/ May 01, 2025

É hora de reconhecer: Pedro Álvares Cabral não foi o primeiro – 30/04/2025 – Rodrigo Tavares

Se, na vila portuguesa de Belmonte, Pedro Álvares Cabral é celebrado como herói local, em Palos de la Frontera, na Espanha, comemoram-se os grandes navegadores que partiram daqui para as Américas —como Colombo, Martín Alonso Pinzón e Vicente Yáñez Pinzón, este último o primeiro estrangeiro a chegar ao Brasil, alguns meses antes de Cabral.

A informação é apresentada sem reservas pelo historiador residente no Mosteiro de La Rábida, centro espiritual e político da expansão ultramarina espanhola, a poucos quilômetros de Palos. Pinzón, veterano da frota de Colombo, zarpou daqui em novembro de 1499 com quatro caravelas, numa missão privada de exploração. Uma tempestade o desviou para a costa sul-americana.

O local exato do desembarque no Brasil, que Pinzón batizou de Cabo de Santa María de la Consolación, é tema de debate: alguns apontam o Cabo de Santo Agostinho (PE); outros sugerem locais no Ceará, como a Ponta Grossa, Ponta de Itapajé ou Ponta de Mucuripe. Em outro ponto do Nordeste, que chamou de “rostro hermoso”, fincou uma cruz com o brasão de Castela.

Ainda assim, a Espanha não reivindicou oficialmente a posse. Pelo Tratado de Tordesilhas (1494), aquele território pertencia a Portugal na divisão do mundo entre as duas coroas ibéricas.

A chegada do navegador, em 26 de janeiro de 1500, está bem documentada por relatos de bordo, testemunhos e cronistas como Bartolomé de las Casas e Pietro Martire d’Anghiera. Esses registros estão no Arquivo Geral das Índias, em Sevilha. O célebre mapa de Juan de la Cosa, de 1500, considerado o mais antigo a retratar as Américas, hoje preservado no Museu Naval de Madri, traz uma inscrição sobre o litoral brasileiro: “Este cabo foi descoberto em 1499 por Castela, sendo o descobridor Vicente Yáñez.” A Encyclopædia Britannica também reconhece Pinzón como o pioneiro.

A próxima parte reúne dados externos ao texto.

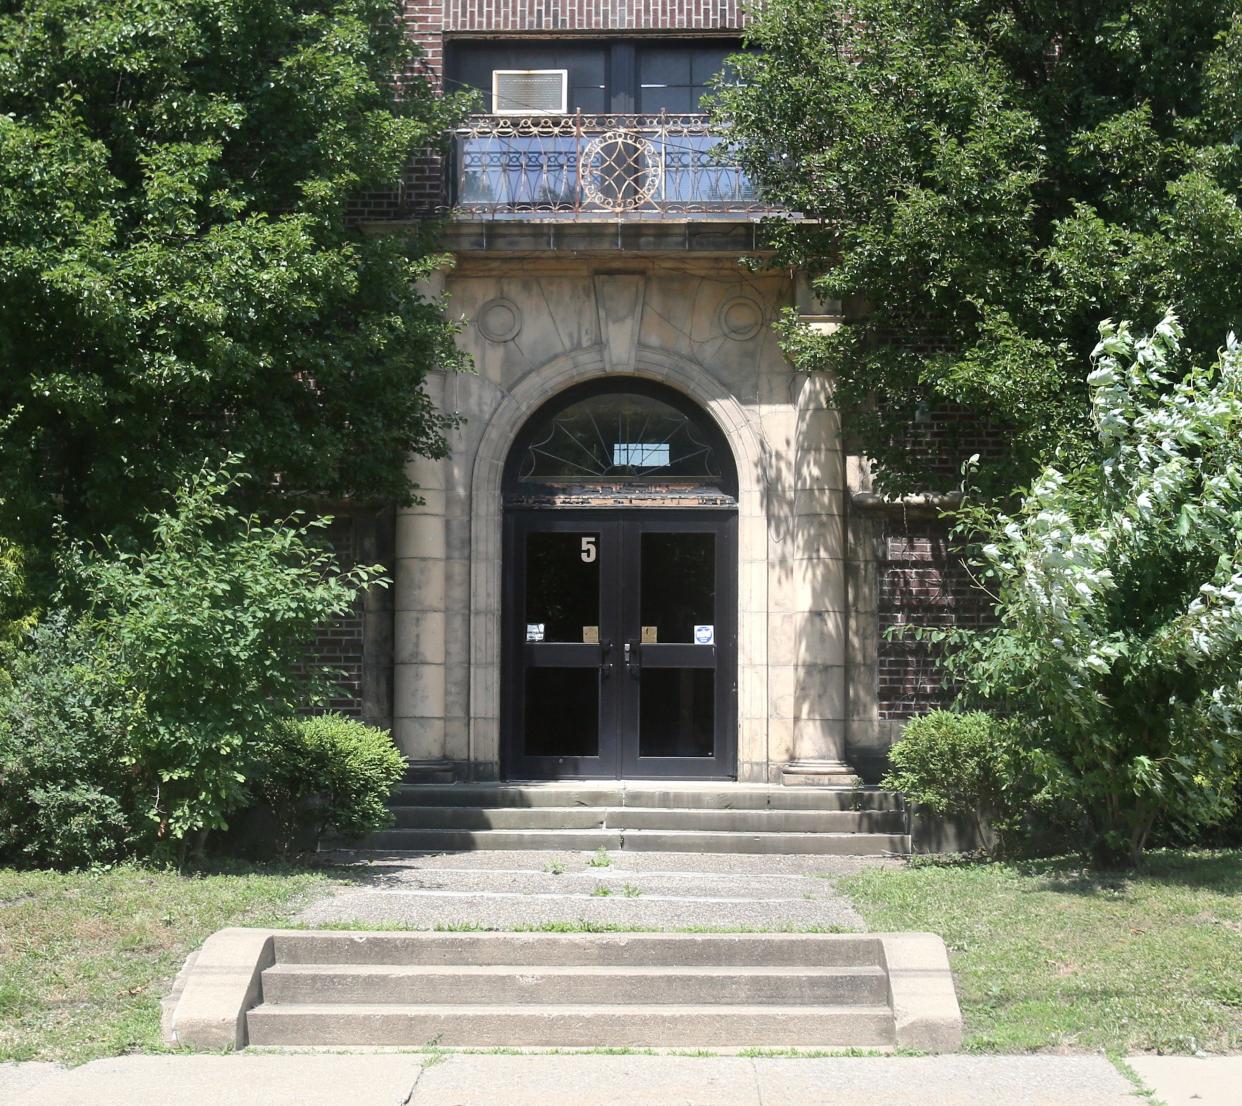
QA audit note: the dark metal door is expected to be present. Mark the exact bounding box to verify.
[503,510,736,780]
[618,512,736,779]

Diante disso, a historiografia portuguesa tentou deslocar o desembarque de Pinzón para cabo Orange, próximo à Guiana Francesa, já fora dos limites estabelecidos por Tordesilhas.

No Brasil, a sua presença não é ignorada: Pinzón dá nome a um bairro em Fortaleza e a sua proeza é corroborada por historiadores como Varnhagen, Max Justo Guedes e Eduardo Bueno. A imprensa brasileira, como o Poder360, Diário do Nordeste e a Folha, também já tratou do tema. A tese espanhola aparece no site oficial do governo do Ceará.

Para entender essa história, é essencial visitar Palos de la Frontera, a poucos minutos de Huelva. Escrevo daqui, na semana de São Jorge Mártir, padroeiro local. A vila preserva a memória das grandes navegações em marcos como a Igreja de San Jorge —onde os navegadores rezavam antes de partir e foi lido o édito real que convocava marinheiros à frota de Colombo—, a fontanilla, que abasteceu as caravelas, e o solar da família Pinzón, na calle Cristóbal Colón.

No Mosteiro de La Rábida, um retrato a óleo de Vicente Pinzón e o brasão da família adornam a Sala Capitular. Na costa, o Muelle de las Carabelas exibe réplicas em tamanho real das embarcações da época.

Reconhecer Pinzón não apaga Cabral, mas desmonta o mito de um início absoluto. A história brasileira não começa com um europeu —português ou espanhol—, pois já havia povos, culturas e vidas plenamente estabelecidas. Pinzón encontrou esses habitantes originários, que foram os primeiros a registrar a chegada estrangeira. A história não é feita de exclusividade, mas de encontros, conflitos e coexistências. E não há maturidade historiográfica sem reconhecer essa pluralidade originária.

A viagem de Pinzón merece, por isso, reconhecimento oficial por parte do Congresso Nacional brasileiro, além de iniciativas educacionais que resgatem o seu papel histórico. A sua expedição contribuiu significativamente para o alargamento do conhecimento geográfico do Atlântico Sul e representou o primeiro contato europeu registrado com o território brasileiro. Negá-lo é reafirmar a história como doutrina ou simbologia nacional, e não como campo de investigação crítica.